O des schlimmen Geschehens, Fliege, dass du hingegangen bist!
Würdest du nur bellen, wenn irgendein Rivale
bei der Herrin läge, ohne Schranken bellen!
O des schlimmen Geschehens, Fliege, dass du hingegangen bist!
Das tiefe Grab schon birgt dich, die du’s nicht mehr merkst.
Weder wüten kannst du noch anspringen
noch tust du mir freundlich mit liebkosenden Bissen.

Jeder Hundefreund dürfte diese Gedanken des Besitzers der Hündin Myia (in der mir vorliegenden Übersetzung als „Fliege“ wiedergegeben, wobei ich dafür nur das Wort musca kenne) nachfühlen können, der sich hier so sehnlichst wünscht, er könne das Bellen wieder hören (über das er sich zu ihren Lebzeiten wahrscheinlich oft geärgert hat)…

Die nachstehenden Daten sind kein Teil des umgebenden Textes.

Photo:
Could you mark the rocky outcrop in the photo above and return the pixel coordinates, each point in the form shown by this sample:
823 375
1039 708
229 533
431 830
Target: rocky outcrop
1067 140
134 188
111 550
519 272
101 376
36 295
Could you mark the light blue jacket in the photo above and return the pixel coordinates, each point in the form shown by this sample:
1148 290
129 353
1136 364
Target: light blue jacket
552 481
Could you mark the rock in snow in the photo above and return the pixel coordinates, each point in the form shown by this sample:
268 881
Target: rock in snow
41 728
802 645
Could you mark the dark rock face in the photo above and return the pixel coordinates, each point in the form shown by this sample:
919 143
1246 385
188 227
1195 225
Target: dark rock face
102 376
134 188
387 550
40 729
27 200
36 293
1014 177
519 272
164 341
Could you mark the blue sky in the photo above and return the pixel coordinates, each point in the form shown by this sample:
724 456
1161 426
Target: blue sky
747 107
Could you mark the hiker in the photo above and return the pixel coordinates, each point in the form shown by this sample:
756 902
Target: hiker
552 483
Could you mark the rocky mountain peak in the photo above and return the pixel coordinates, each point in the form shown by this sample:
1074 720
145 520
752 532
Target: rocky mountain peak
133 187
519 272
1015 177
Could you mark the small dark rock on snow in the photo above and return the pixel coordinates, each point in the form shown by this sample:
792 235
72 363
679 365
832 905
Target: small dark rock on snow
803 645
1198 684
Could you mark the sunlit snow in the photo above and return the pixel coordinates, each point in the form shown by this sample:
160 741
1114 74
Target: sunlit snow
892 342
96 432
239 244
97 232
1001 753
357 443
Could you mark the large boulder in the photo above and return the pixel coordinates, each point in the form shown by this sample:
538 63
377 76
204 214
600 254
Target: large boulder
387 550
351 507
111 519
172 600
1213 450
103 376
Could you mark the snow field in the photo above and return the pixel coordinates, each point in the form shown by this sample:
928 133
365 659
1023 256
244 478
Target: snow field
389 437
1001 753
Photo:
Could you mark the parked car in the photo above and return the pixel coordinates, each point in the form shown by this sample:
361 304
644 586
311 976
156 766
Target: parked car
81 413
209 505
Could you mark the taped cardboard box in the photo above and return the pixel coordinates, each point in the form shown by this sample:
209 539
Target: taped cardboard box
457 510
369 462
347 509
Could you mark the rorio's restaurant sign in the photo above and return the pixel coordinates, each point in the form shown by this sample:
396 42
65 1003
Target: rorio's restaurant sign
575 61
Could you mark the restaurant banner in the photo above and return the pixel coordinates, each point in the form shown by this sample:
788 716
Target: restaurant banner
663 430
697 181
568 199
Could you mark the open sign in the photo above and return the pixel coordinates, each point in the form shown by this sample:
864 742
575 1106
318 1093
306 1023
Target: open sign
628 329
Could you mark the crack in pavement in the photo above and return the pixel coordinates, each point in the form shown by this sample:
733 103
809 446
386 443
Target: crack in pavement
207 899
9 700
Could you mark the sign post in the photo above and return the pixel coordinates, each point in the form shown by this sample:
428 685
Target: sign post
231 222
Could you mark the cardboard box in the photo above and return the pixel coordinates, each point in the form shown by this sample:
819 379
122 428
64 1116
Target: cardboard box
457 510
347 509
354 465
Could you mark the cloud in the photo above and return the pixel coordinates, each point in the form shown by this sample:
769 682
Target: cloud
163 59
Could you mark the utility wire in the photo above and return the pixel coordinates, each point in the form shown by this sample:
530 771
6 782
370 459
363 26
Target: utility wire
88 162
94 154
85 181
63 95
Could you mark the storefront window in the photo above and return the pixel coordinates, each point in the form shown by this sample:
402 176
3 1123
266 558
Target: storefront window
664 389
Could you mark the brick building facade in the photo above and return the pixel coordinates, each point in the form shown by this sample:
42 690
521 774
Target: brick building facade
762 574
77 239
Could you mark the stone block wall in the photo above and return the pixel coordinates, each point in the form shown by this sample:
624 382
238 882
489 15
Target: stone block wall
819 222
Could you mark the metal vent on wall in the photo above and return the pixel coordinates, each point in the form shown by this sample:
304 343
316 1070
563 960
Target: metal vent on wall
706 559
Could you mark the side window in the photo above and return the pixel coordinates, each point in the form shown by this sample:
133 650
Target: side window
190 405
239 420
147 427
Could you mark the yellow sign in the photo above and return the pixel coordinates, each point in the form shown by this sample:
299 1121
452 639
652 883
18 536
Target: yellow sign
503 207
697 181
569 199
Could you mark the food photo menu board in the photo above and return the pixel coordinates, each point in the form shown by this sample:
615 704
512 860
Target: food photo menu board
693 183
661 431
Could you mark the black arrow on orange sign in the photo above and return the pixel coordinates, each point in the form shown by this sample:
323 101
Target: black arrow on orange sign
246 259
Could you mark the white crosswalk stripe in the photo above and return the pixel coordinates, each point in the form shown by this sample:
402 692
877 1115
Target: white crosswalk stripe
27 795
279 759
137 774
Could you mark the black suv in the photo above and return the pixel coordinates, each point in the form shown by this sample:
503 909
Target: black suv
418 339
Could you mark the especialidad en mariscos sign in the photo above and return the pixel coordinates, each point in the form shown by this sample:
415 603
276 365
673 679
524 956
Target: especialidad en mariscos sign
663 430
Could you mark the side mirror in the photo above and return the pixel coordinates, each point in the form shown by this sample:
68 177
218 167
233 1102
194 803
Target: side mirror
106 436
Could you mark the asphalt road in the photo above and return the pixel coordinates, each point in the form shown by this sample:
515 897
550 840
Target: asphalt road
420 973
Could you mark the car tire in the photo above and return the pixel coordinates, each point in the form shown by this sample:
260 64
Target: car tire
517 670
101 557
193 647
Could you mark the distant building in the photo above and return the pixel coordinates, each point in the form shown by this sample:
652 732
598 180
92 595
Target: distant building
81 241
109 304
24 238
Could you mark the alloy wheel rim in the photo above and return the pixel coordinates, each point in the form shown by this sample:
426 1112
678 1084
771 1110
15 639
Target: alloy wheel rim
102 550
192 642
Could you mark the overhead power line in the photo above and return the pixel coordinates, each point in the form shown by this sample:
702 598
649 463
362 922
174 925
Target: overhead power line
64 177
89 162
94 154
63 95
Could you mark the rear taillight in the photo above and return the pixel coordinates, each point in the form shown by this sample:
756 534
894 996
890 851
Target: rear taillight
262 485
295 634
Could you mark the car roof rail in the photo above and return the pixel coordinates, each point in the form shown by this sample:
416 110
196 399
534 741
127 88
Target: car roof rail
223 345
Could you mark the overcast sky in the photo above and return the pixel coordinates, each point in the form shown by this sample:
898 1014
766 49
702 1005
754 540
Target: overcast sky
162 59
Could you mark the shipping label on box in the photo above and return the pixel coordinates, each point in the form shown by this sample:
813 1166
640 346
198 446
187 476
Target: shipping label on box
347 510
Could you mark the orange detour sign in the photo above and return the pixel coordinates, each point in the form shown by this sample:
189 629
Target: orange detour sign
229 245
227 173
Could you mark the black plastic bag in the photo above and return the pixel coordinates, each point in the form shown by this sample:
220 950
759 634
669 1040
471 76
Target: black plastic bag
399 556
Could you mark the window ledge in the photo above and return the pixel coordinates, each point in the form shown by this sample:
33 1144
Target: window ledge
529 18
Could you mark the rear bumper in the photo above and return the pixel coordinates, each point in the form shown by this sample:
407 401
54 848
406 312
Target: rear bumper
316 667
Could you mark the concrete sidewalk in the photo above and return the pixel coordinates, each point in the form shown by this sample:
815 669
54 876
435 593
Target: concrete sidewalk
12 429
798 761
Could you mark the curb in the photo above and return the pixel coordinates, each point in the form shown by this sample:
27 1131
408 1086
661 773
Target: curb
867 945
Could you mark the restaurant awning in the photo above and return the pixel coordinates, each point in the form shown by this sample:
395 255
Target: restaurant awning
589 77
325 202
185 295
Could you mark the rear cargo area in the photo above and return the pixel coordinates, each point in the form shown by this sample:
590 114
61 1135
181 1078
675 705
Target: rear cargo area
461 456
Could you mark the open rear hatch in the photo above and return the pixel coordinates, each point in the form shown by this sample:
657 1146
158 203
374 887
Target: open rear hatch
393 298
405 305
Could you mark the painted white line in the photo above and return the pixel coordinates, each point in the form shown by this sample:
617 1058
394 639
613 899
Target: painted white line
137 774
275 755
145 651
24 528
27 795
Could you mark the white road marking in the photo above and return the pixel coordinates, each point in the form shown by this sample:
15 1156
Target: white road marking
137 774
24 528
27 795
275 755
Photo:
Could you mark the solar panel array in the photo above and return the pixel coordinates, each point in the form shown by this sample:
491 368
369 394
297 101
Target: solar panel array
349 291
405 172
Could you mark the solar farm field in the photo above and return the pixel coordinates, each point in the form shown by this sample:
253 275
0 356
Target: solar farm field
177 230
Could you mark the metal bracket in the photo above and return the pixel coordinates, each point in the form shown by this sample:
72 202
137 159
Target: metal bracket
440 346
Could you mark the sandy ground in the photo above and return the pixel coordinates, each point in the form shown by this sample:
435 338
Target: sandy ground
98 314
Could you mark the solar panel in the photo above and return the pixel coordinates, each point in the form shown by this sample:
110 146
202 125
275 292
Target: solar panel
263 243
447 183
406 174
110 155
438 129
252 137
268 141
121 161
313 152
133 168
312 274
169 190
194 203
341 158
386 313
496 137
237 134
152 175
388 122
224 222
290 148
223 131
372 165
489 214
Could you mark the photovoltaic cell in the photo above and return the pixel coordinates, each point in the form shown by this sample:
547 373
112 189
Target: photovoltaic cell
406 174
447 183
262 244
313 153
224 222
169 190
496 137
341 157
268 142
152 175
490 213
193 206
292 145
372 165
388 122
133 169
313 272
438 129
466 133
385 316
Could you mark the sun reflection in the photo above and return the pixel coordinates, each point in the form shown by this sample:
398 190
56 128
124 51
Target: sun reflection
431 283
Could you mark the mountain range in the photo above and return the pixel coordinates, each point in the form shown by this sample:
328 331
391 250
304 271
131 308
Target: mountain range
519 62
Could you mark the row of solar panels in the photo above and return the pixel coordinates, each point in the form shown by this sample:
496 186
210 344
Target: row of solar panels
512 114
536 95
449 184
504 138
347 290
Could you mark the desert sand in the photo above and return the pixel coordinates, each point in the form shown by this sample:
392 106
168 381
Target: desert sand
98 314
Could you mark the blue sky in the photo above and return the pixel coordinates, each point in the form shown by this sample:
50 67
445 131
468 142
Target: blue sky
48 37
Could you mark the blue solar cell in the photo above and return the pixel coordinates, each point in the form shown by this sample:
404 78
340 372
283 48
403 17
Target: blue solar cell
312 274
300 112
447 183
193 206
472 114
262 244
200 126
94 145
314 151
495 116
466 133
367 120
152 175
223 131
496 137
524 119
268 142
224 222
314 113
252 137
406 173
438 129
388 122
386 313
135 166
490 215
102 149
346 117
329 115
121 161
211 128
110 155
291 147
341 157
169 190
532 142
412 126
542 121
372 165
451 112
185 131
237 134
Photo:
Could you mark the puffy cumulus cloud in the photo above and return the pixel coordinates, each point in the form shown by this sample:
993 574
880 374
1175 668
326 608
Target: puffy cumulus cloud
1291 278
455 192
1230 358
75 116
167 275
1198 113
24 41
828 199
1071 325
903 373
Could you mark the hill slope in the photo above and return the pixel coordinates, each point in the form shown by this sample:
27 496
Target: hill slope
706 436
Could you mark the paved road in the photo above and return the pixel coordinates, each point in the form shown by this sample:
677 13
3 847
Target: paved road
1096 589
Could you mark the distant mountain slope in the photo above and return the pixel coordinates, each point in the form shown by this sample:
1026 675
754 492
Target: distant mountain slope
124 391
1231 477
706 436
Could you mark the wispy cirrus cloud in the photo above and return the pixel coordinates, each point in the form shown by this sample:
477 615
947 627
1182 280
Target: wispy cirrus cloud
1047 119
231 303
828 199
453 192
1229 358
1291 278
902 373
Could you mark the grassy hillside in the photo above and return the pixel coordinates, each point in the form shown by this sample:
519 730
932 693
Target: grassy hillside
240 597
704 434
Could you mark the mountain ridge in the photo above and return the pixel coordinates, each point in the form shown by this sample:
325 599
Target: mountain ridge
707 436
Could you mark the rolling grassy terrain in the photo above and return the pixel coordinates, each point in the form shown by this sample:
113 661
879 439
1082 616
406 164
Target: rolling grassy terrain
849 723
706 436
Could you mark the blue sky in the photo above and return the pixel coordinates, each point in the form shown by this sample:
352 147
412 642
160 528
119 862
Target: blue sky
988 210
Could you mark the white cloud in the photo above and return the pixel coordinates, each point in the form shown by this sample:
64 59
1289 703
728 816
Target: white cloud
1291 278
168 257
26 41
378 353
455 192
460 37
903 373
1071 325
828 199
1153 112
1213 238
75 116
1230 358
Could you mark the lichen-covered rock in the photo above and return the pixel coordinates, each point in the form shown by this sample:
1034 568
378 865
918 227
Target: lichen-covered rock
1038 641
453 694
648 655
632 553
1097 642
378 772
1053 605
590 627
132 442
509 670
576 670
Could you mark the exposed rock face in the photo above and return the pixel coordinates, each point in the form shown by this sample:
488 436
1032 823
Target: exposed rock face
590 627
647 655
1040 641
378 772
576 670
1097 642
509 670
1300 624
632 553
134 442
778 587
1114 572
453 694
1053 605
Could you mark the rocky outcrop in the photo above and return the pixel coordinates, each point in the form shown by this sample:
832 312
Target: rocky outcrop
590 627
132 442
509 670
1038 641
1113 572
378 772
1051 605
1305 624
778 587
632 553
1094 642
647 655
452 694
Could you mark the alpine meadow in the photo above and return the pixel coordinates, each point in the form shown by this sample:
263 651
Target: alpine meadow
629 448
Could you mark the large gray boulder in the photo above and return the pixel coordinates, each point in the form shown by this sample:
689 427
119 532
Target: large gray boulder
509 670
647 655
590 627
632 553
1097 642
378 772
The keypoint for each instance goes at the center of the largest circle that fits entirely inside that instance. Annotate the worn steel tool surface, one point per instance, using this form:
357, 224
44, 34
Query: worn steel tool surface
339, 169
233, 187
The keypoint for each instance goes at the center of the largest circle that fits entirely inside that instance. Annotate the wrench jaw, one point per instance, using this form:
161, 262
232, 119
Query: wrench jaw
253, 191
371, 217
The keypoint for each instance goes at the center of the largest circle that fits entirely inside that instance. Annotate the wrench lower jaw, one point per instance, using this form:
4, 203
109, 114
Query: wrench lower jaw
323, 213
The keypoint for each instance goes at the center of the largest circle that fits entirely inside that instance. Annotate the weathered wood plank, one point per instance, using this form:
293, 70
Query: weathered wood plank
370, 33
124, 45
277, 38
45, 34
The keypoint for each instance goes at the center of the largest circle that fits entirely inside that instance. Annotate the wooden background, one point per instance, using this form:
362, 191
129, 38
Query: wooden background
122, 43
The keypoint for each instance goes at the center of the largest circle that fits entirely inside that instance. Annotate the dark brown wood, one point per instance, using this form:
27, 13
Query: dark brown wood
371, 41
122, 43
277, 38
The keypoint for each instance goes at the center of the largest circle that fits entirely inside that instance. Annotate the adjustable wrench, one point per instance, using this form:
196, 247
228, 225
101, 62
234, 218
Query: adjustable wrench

Oder auch ein Gedicht des Marcus Valerius Martialis, der dies für seinen Freund Publius über dessen Schoßhund Issa geschrieben hat:

Issa est passere nequior Catulli,
Issa est purior osculo columbae,
Issa est blandior omnibus puellis,
Issa est carior Indicis lapillis,
Issa est deliciae catella Publi.
Hanc tu, si queritur, loqui putabis;
sentit tristitiamque gaudiumque.
Collo nixa cubat capitque somnos,
ut suspiria nulla sentiantur ;
et desiderio coacta ventris
gutta pallia non fefellit ulla,
sed blando pede suscitat toroque
deponi monet et rogat levari.
Castae tantus inest pudor catellae,
ignorat Venerem; nec invenimus
dignum tam tenera virum puella.
Hanc ne lux rapiat suprema totam,
picta Publius exprimit tabella,
in qua tam similem videbis Issam,
ut sit tam similis sibi nec ipsa.
Issam denique pone cum tabella:
aut utramque putabis esse veram,
aut utramque putabis esse pictam.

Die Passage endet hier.